Prof Blunt made a statement two days later in which he claimed the decision to grant him immunity from prosecution was taken by the then Prime Minister, Sir Alec Douglas-Home. He said he had come to "bitterly regret" his spying activities which were prompted by idealism. He died three years later.
Rumours of a fifth man in the Cambridge ring were confirmed in 1990 by a KGB defector who named him as John Cairncross.

PM Harold Wilson defends devaluation

1967 Harold Wilson was on a damage limitation exercise, making reassuring noises about "the pound in your pocket", as he defended his decision to devalue the pound. The Prime Minister insisted it would tackle the "root cause" of Britain's economic problems. We would "break out from the straitjacket" of boom and bust economics.
But as our report of November 20 indicated, it was a tricky situation for Wilson and brought back unpleasant memories.
"Uncomfortably aware that two previous Socialist governments were wrecked by all that flowed from their failure to maintain parity of the pound, Mr Wilson and his senior colleagues have spent 48 hours of agonised preparation for the storm which will break about their heads this week. Nobody knows more about the consequences of devaluation on the Attlee government than the young President of the Board of Trade who sat next to Sir Stafford Cripps at the news conference at which it was announced in 1949.
"That young minister was Mr Harold Wilson who entered 10, Downing Street as Premier 15 years later with a firm pledge to defend the pound and to rid the Socialists of their grim record as the party of devaluation."
The government was lowering the exchange rate so the pound was worth $2.40, down from $2.80, a cut of just over 14 per cent. Wilson told his television audience: "It does not mean that the pound here in Britain, in your pocket or purse or in your bank, has been devalued." The move had been preceded by weeks of speculation and a day in which the Bank of England spent £200m trying to shore up the pound from its gold and dollar reserves. The government had inherited an £800m deficit from the Conservatives when elected three years earlier.
The Conservative leader Edward Heath went on television to accuse the Labour Government of failing to safeguard the value of the country's money. He said: "Having denied 20 times in 37 months that they would ever devalue the pound, they have devalued against all their own arguments."

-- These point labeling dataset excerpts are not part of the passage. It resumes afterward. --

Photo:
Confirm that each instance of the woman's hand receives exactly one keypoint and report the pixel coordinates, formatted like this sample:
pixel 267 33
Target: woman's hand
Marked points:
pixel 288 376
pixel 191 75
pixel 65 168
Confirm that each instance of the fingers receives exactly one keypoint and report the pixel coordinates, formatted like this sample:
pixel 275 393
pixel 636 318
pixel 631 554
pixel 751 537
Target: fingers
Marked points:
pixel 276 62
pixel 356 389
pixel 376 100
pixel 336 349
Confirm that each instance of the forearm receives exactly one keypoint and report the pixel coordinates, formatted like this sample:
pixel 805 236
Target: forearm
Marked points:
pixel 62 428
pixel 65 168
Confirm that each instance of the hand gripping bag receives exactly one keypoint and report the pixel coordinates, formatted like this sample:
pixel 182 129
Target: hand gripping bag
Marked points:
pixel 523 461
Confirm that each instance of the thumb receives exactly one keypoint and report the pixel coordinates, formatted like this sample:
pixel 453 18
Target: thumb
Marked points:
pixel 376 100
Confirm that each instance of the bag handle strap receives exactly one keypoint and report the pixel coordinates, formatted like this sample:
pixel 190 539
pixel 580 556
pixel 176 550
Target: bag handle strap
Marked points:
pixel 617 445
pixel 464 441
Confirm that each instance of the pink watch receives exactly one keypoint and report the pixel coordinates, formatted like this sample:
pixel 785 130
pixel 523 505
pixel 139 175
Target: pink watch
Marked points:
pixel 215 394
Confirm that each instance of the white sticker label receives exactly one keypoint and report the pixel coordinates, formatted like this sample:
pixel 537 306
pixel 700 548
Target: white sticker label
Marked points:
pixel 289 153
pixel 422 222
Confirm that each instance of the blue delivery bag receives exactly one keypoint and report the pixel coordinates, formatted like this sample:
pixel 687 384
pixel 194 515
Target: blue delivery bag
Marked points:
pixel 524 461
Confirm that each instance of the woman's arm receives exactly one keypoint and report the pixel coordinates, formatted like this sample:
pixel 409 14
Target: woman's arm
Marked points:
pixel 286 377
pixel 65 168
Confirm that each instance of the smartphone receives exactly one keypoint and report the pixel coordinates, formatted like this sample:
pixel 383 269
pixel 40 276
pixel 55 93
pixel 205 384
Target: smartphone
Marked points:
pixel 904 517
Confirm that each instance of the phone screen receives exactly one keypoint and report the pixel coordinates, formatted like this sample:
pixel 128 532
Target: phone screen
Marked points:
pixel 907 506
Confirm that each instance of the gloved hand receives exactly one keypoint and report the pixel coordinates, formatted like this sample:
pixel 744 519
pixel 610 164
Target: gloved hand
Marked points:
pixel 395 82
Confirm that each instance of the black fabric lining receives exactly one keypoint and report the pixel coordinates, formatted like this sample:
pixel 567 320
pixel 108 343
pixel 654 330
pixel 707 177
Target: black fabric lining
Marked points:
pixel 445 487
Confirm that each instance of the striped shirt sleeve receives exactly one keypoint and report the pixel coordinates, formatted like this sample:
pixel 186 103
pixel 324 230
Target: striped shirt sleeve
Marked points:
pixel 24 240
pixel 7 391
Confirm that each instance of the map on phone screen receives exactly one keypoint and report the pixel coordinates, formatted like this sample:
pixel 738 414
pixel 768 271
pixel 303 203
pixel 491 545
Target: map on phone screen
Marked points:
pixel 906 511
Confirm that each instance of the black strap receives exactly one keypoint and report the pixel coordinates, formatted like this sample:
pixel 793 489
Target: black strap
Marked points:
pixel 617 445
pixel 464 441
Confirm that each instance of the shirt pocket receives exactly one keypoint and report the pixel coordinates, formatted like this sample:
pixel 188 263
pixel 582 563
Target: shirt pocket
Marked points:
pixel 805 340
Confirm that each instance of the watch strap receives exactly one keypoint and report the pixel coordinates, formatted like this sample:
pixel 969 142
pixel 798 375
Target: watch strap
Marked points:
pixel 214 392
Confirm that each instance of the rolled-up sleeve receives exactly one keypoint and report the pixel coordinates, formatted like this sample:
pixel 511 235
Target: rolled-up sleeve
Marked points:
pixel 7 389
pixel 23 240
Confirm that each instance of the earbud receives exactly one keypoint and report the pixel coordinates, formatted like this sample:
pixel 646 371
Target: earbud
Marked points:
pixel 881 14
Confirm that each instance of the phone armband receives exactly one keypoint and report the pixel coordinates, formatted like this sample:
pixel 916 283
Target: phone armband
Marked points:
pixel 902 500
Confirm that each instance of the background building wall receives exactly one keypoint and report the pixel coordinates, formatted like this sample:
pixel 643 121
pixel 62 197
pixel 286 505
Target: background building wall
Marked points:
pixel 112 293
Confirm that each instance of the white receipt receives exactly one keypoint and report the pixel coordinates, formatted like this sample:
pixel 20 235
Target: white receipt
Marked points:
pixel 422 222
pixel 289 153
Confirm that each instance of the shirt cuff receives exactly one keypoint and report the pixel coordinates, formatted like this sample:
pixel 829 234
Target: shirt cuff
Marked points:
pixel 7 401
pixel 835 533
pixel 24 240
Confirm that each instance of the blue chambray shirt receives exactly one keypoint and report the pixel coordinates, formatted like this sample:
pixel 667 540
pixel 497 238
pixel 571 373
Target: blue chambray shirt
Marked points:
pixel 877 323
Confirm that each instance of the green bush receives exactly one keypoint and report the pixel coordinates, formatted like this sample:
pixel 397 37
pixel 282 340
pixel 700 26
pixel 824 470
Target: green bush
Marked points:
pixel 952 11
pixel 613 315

Do you have memories of Harold Wilson's devaluation? Contact us at any of the addresses below.

Horror as blaze
hits Tube
1987 The main rush hour, including the dash for trains on the East Coast main line, was over for the day but King's Cross station was still thronged with people when a fire broke out in the Underground on the evening of November 18. The final total was 31 dead – the highest in an Underground accident since a crash at Moorgate station in 1975 killed 43.
The King's Cross blaze began in a machine room under a wooden escalator connecting the Piccadilly line with the mainline station, probably through a discarded match. Smoking on the Underground had been banned in 1985 after a fire at Oxford Circus station but smokers often lit cigarettes on the escalators on their way out. Many passengers were trapped underground. No-one was ever prosecuted – the Director of Public Prosecutions and the Railway Inspectorate decided there was no justification for charges.